Having had such a run of good recipes thanks to my dalliance with The Vegan Boulangerie, this week I've been carrying on on my baking tip. 

My most recent foray into pastures new and floury was this attempt at Cornish saffron cake.  

My knowledge of Cornish food before this cake experiment was rather limited to new-tax-raiser and political-storm-generator, the pasty. Turns out the Cornish like their saffrony goodies as well as their stuff in pastry - the internet informs me that they also have a history of saffron buns, pleasingly referred to as "tea treat buns". How could you not love anything with such a sweet name?

And learning I am - thanks to this recipe, I've now made a cake that rises with yeast, rather than with egg substitute.

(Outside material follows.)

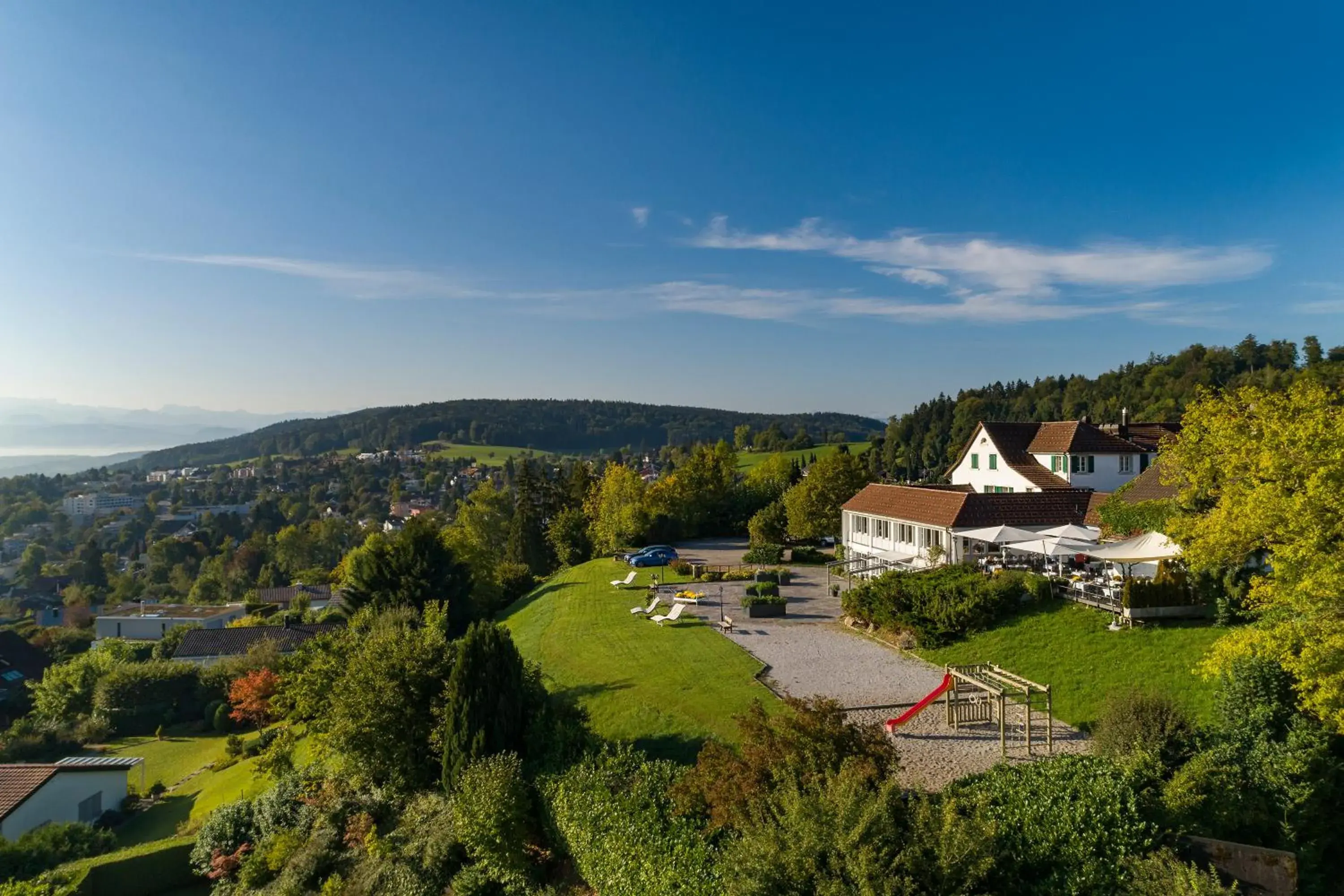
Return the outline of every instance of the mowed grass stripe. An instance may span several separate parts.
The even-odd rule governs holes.
[[[734,742],[732,716],[753,700],[780,705],[754,678],[761,662],[708,623],[683,617],[657,626],[630,614],[648,606],[650,571],[641,570],[629,588],[613,588],[628,572],[625,564],[591,560],[503,614],[523,656],[542,665],[554,689],[578,699],[598,733],[691,762],[707,737]]]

The texture doesn't seem to be affected noticeably, although the rise I hoped to get from the cake based on my recent bread experiences didn't occur - rather than blossoming to double its size, the mixture maybe grew by a quarter. 

The downside of using yeast is that it means you have to wait an extra long time for your cake to come out of the oven. Patience may be a virtue, but anything that stands between me and a slice of cake has got to have a damn good reason.

So, ladies and gentlemen, I present to you my attempt at a vegan Cornish saffron cake - proof that the best (or at least the tastiest) come to those who wait.